The report, titled Digital and AI-enabled wealth management: the big potential in Asia and released on February 02, looks at the region’s fast growing household wealth and shares how wealth managers can capture this opportunity by embracing data analytics and artificial intelligence (AI) to reduce costs, increase access for their clients and improve customer experience across the entire lifecycle.
In 2021, the wealth pool of households with investable assets of US$100,000 to US$1 million in Asia totaled US$2.7 trillion. That sum is projected to soar to US$4.7 trillion by 2026 as incomes continue to rise across the region, the report says.
These figures imply a potential incremental revenue of US$20 billion to US$25 billion for banks and wealth managers making this market a significant opportunity in financial services.
To capture this, banks and wealth managers must embrace technology, it says, and adopt what the consultancy refers to as an “AI-led full-stack approach”.
AI-led wealth management
This approach, the report says, focuses on leveraging data analytics and AI to improve efficiency, access critical insights, and offer superior customer experience. It’s articulated around four pillars: analytics-driven customer segmentation, impactful digital engagement, AI-powered decision making and core technology as well as the right operating model and talent.
Analytics-driven customer segmentation refers to the use of data to make customer segmentation more granular. The end goal here is to provide personalized recommendations based on one’s specific needs, attitude toward risk, preference for digital versus face-to-face engagement, desire for advice or planning services, and many other variables, rather than solely focus on traditional metrics such as portfolio size and income level, the report says.
Banks and wealth managers should also seek to strike a balance between personal interactions and digital interactions, it warns and stresses that innovative user-interface solutions can significantly help improve both customer experience and internal productivity.
Technology like AI and data analytics can be used to enhance digital interactions via mobile platforms by enabling for instance 24/7 decision support, financial health checks, budgeting tools and gamification, it says.
Along the same veins, apps can be elevated with features like analytics-driven investment recommendations, risk optimization, personalized portfolio rebalancing and other portfolio management functionalities to improve customer experience.
For banks and wealth managers, AI and digital tools can help them tailor offerings to specific customer needs, whether that’s savings, investment or insurance advisory, expense or debt management, or tax-loss harvesting. They can also improve productivity, enable end-to-end client servicing, and allow the bank or wealth manager to aggregate all client data into a “single source of truth,” the report says.
But for banks and wealth managers to fully tap into the potential of AI-led digital wealth management, these providers will need to adopt the right core technology and data layers, McKinsey warns. This might mean outsourcing some of their services, or moving onto a cloud-based platform that supports real-time analytics across multiple data sets and service providers.
In Asia, the digital wealth management opportunity is further evidenced by a clear interest from consumers in these new tech-enabled products.
In McKinsey’s 2021 Personal Financial Services Survey, approximately 80% of affluent and mass-affluent respondents in Asia said they would or might consider receiving advisory services remotely through digital channels.

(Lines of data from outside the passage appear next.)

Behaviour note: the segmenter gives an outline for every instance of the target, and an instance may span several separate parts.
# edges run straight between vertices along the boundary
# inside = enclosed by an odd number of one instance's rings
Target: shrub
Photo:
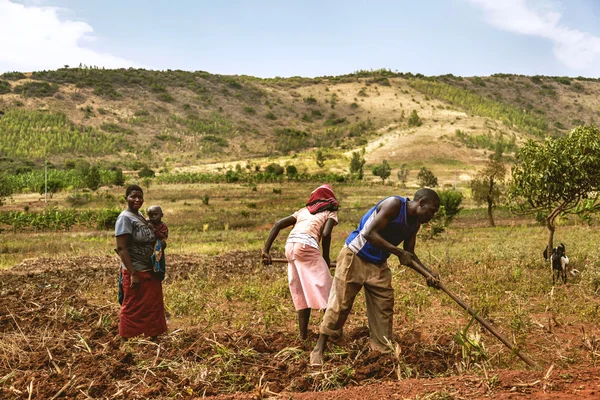
[[[169,92],[160,93],[158,96],[156,96],[156,98],[160,101],[164,101],[165,103],[172,103],[175,101],[175,98],[171,96],[171,93]]]
[[[463,200],[463,194],[456,190],[441,190],[438,192],[440,197],[440,208],[444,207],[445,224],[448,225],[452,219],[463,208],[460,206]]]
[[[298,168],[296,168],[294,165],[288,165],[285,167],[285,174],[287,176],[296,176],[298,175]]]
[[[112,180],[112,184],[115,186],[123,186],[125,184],[125,176],[121,168],[115,169],[115,177]]]
[[[423,125],[423,121],[421,121],[421,117],[417,114],[416,110],[412,110],[410,115],[408,116],[408,126],[421,126]]]
[[[100,169],[94,165],[85,175],[85,185],[92,190],[97,190],[100,182]]]
[[[10,93],[10,83],[0,81],[0,94]]]
[[[422,167],[417,175],[420,187],[436,187],[438,185],[437,177],[426,167]]]
[[[148,112],[148,110],[137,110],[136,112],[133,113],[134,117],[146,117],[150,115],[150,113]]]
[[[280,176],[283,175],[283,167],[276,163],[271,163],[265,168],[265,174]]]
[[[357,179],[362,179],[364,175],[364,149],[361,152],[353,151],[350,159],[350,173]]]
[[[390,177],[392,167],[390,167],[390,164],[386,160],[383,160],[381,164],[374,166],[371,172],[373,172],[373,175],[380,177],[383,184]]]
[[[25,79],[25,74],[22,72],[5,72],[3,73],[2,76],[4,79],[9,80],[9,81],[18,81],[20,79]]]
[[[58,92],[58,85],[34,81],[15,86],[13,91],[25,97],[52,97]]]
[[[317,99],[315,99],[313,96],[309,96],[304,98],[304,102],[308,105],[314,105],[317,104]]]
[[[153,170],[151,170],[150,168],[145,166],[138,172],[138,176],[140,178],[154,178],[156,176],[156,174],[154,173]]]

But despite an evident willingness to use digital wealth management services, the market remains largely underserved and existing products are failing to impress.

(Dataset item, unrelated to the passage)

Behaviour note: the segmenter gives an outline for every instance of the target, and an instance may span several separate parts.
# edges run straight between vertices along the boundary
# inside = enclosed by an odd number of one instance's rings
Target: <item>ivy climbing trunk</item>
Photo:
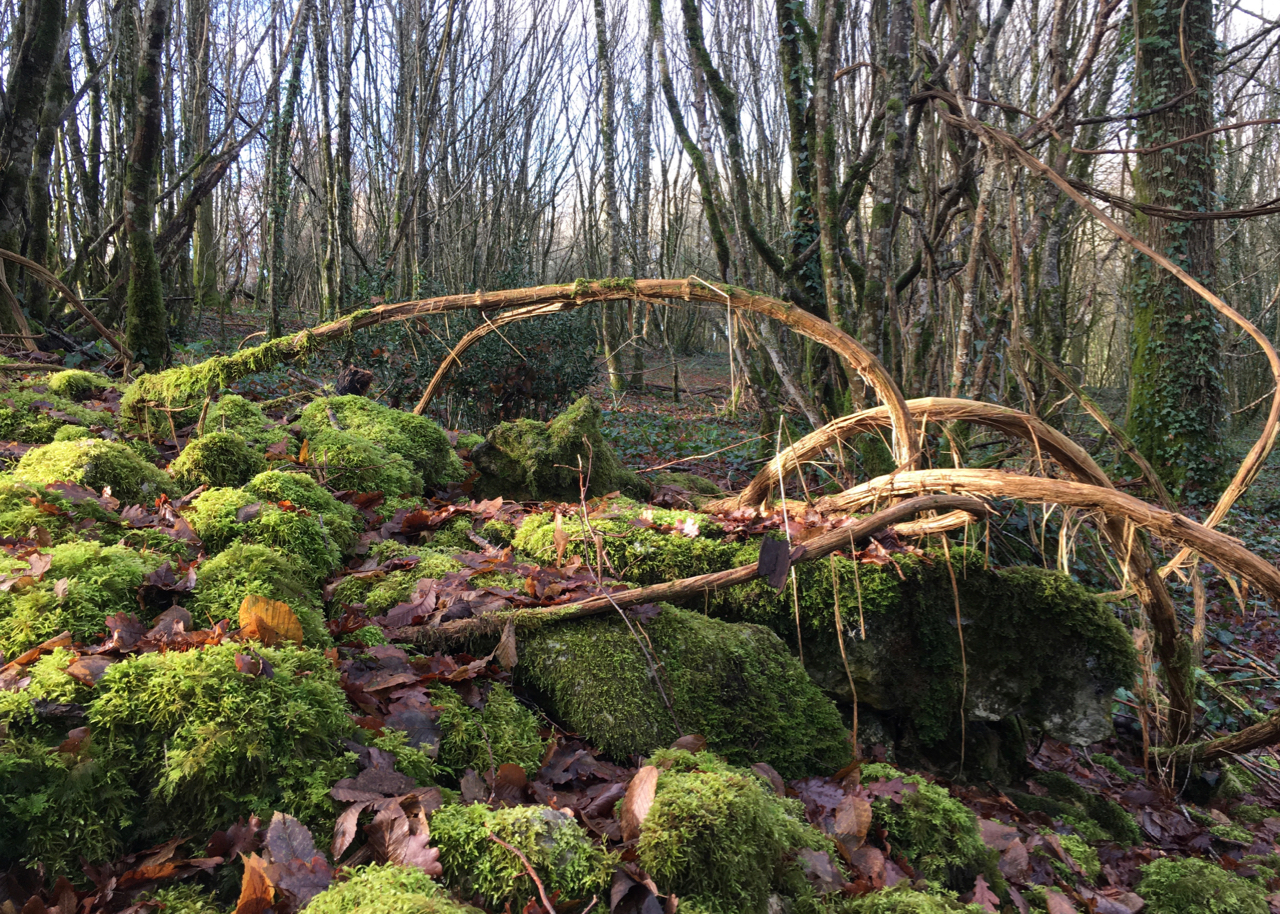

A 2021 report by KPMG, which looked at the state of digital wealth management in Asia Pacific (APAC), found that, overall, digital offerings were not meeting client expectations, owing to limited online services and lack of customization and self-service functionality.
Going even further, a 2022 study conducted by Accenture found that even though most investors were happy with the returns they achieved in 2021, roughly 30% of the investors surveyed planned to leave their current wealth management provider in 2022.